Adaptée du livre Mémoires de nos pères de James Bradley (édité chez Movie Planet), l’histoire est celle des six hommes qui furent pris en photo en train de hisser le drapeau américain au sommet du mont Suribachi lors de la bataille sur l’île d’Iwo Jima. Conscient de l’impact extraordinaire de la photographie, le gouvernement rapatria les soldats survivants pour les faire participer à une grande collecte de fonds dans tous les Etats-Unis.

Clint Eastwood dénonce cette manipulation de l’image, que ce soit celle de la photo elle-même (recadrée, retouchée…) ou celle de l’image de cinéma, et du film de guerre. Le réalisateur alterne les scènes de la campagne aux Etats-Unis et celles de la guerre dans le Pacifique, permettant au spectateur de respirer. Bien que ces dernières soient très réussies (le mont Suribachi est une taupinière de granite géante sous un déluge de feu) elles évitent le piège d’un soi-disant « réalisme » invoqué pour justifier des séquences interminables.

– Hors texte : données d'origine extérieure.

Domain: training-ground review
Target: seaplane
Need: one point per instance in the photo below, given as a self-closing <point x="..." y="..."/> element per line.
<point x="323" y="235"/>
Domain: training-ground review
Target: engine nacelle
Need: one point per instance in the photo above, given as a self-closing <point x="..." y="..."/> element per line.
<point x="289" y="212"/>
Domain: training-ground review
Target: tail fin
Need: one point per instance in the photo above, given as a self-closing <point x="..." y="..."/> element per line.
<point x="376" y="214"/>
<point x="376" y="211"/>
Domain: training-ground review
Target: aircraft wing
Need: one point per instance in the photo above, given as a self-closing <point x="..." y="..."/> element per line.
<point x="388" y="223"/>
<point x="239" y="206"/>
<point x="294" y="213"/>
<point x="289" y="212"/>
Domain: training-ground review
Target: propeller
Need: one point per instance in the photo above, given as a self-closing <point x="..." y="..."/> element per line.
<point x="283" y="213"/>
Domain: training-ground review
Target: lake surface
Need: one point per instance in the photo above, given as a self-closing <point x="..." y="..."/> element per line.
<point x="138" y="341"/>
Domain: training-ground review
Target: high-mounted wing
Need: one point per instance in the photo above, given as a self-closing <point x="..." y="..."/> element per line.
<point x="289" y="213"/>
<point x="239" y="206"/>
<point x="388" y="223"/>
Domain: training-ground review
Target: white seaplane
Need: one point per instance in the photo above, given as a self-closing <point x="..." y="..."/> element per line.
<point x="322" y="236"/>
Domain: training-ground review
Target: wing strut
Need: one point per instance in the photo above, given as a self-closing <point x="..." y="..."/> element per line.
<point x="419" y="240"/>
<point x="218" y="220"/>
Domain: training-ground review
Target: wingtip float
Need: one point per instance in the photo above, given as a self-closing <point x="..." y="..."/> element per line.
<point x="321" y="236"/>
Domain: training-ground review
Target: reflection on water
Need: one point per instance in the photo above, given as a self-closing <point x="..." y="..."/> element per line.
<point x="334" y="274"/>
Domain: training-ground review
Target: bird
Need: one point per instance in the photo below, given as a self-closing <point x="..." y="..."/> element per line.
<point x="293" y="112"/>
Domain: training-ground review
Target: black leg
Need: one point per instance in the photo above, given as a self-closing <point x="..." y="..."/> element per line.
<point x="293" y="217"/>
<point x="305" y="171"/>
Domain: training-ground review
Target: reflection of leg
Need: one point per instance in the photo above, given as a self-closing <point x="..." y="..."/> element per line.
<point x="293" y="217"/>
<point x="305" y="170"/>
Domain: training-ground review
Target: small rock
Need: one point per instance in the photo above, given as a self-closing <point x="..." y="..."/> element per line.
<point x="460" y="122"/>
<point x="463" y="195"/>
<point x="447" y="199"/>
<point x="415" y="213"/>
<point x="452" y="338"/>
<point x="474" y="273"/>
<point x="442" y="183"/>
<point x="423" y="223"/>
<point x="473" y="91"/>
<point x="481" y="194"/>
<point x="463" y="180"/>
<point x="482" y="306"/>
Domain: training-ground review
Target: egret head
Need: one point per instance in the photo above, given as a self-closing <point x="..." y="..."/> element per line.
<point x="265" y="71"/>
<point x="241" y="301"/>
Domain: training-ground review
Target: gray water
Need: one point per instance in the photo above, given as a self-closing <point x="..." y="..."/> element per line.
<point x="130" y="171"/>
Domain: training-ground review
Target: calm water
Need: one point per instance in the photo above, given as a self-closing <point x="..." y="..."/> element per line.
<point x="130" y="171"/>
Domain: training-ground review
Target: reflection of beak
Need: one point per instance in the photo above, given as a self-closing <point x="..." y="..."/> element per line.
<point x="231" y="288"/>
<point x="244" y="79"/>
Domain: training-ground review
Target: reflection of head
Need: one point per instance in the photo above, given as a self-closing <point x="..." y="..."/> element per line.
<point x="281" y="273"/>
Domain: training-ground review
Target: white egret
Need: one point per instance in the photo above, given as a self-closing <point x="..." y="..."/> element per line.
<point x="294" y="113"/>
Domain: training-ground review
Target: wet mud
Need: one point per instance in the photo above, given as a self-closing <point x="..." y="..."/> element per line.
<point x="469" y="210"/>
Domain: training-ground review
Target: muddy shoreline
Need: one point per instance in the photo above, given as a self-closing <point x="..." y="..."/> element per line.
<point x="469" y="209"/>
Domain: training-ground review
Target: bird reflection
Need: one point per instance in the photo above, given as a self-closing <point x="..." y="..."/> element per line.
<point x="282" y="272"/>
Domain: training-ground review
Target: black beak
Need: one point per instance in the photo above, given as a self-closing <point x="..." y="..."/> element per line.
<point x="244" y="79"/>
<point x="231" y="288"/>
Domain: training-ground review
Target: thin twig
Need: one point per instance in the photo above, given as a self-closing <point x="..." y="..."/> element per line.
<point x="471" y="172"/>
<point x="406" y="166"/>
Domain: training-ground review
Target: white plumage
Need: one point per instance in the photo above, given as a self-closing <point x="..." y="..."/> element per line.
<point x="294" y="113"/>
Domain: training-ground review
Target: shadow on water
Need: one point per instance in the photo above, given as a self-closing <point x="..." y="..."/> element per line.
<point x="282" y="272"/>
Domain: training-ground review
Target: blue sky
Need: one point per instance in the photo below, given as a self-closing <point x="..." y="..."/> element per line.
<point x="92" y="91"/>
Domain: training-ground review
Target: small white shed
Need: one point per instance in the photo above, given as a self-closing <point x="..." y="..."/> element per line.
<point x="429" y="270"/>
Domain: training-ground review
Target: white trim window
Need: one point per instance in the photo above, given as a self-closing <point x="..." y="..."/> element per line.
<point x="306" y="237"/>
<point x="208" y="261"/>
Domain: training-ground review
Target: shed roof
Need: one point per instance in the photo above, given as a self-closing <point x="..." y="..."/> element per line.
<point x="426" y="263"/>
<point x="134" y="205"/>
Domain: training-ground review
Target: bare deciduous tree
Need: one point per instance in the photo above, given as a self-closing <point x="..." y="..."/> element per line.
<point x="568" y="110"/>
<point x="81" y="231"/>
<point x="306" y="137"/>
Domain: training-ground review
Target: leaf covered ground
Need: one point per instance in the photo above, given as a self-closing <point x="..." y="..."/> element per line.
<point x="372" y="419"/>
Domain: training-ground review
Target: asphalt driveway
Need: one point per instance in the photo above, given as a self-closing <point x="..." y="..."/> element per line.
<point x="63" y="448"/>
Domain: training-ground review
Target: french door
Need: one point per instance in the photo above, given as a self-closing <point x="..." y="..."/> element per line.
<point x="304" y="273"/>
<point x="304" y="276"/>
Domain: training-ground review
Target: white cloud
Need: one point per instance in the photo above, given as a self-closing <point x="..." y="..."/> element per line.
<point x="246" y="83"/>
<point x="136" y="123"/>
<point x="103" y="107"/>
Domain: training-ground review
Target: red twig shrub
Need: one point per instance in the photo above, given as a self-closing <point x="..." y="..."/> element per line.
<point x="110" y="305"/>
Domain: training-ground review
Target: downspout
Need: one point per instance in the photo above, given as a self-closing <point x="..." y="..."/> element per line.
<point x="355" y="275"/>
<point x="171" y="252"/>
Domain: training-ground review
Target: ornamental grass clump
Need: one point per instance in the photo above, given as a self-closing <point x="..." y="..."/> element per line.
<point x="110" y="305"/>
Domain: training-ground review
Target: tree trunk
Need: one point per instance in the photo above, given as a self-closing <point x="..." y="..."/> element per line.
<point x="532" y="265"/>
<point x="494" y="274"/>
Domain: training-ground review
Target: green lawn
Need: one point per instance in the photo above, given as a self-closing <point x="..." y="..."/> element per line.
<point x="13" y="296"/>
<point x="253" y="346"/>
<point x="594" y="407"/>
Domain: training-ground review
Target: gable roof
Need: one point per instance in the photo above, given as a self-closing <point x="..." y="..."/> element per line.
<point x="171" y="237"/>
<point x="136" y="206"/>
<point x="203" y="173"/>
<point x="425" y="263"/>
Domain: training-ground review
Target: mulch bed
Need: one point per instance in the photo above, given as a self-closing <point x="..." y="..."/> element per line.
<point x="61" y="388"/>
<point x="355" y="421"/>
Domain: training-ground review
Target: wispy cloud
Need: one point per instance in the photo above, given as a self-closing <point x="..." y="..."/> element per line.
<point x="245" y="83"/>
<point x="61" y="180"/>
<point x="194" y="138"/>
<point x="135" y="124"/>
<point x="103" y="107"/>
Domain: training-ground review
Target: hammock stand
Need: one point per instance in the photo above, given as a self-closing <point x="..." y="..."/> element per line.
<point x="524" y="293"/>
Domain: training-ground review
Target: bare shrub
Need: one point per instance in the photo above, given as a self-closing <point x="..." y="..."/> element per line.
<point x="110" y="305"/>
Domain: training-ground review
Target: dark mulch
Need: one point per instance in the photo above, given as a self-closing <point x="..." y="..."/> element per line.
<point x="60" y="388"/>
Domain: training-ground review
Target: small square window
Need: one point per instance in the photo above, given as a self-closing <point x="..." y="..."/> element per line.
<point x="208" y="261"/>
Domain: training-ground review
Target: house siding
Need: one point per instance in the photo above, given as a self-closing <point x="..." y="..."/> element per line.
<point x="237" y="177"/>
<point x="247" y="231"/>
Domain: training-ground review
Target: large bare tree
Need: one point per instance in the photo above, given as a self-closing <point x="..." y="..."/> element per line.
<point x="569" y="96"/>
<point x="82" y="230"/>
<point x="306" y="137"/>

Pour restaurer la vérité perdue de la photo-icône, Clint Eastwood multiplie les points de vue. Les trois soldats sont décrits par les regards qu’ils portent les uns sur les autres. Par contraste avec le déferlement d’images mensongères, ces regards apparaissent dans leur dimension tragique : ces hommes ne sont des héros que par le regard que l’on porte sur eux, et non par ce qu’ils ont accomplis. Ajoutons qu’Eastwood est en train de terminer Letters from Iwo Jima, le même film raconté du point de vue des japonais.

Manipuler une image, c’est toujours déchirer celui qu’elle représente. Et la seule vérité de l’image de guerre, c’est que la guerre n’est pas aimable pour elle-même. Ce qu’il y a d’aimable, ce sont les hommes engagés dans l’horreur de la guerre.